Regeling vervallen per 27-08-2009

Beleidsregels voor het aanwijzen van een belastingplichtige in een keuzesituatie Leeuwarden 2005

Geldend van 24-03-2005 t/m 26-08-2009

Intitulé

Beleidsregels voor het aanwijzen van een belastingplichtige in een keuzesituatie Leeuwarden 2005

Het sectorhoofd Financiële Dienstverlening van de dienst Algemene Zaken van de gemeente Leeuwarden;

Gelet op het bepaalde in;

  • -

    artikel 11 van de “Verordening onroerende-zaakbelastingen Leeuwarden 2005”;

  • -

    artikel 11 van de “Verordening hondenbelasting Leeuwarden 2005”;

  • -

    artikel 17 van de “Verordening reinigingsheffingen Leeuwarden 2005”;

  • -

    artikel 3 van de “Verordening baatbelasting Leeuwarden 2000 fase 1A, 2001 fase 2B, 2001 fase 2 en 2004 fase 4”;

Besluit:

vast te stellen de volgende:

Beleidsregels voor het aanwijzen van een belastingplichtige in een keuzesituatie

Algemeen

In sommige gevallen brengen de wettelijke regels met zich dat meer personen belastingplichtig kunnen zijn voor één belastingobject (onroerende zaak, hond).

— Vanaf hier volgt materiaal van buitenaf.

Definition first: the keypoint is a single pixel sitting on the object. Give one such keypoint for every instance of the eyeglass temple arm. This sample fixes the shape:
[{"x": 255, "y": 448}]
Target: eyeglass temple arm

In de gevallen waarin dat voorkomt mag de gemeente de aanslag ten name van één van de belastingplichtigen stellen. In deze gevallen hanteert de gemeente Leeuwarden een voorkeursvolgorde bij de aanwijzing van de belastingplichtige die de aanslag op zijn of haar naam krijgt.

Deze voorkeursvolgorde is gebaseerd op veronderstelde betalingscapaciteit en doelmatige c.q. doeltreffende heffing en invordering en wordt toegepast voor zover de gegevens voorhanden of te achterhalen zijn.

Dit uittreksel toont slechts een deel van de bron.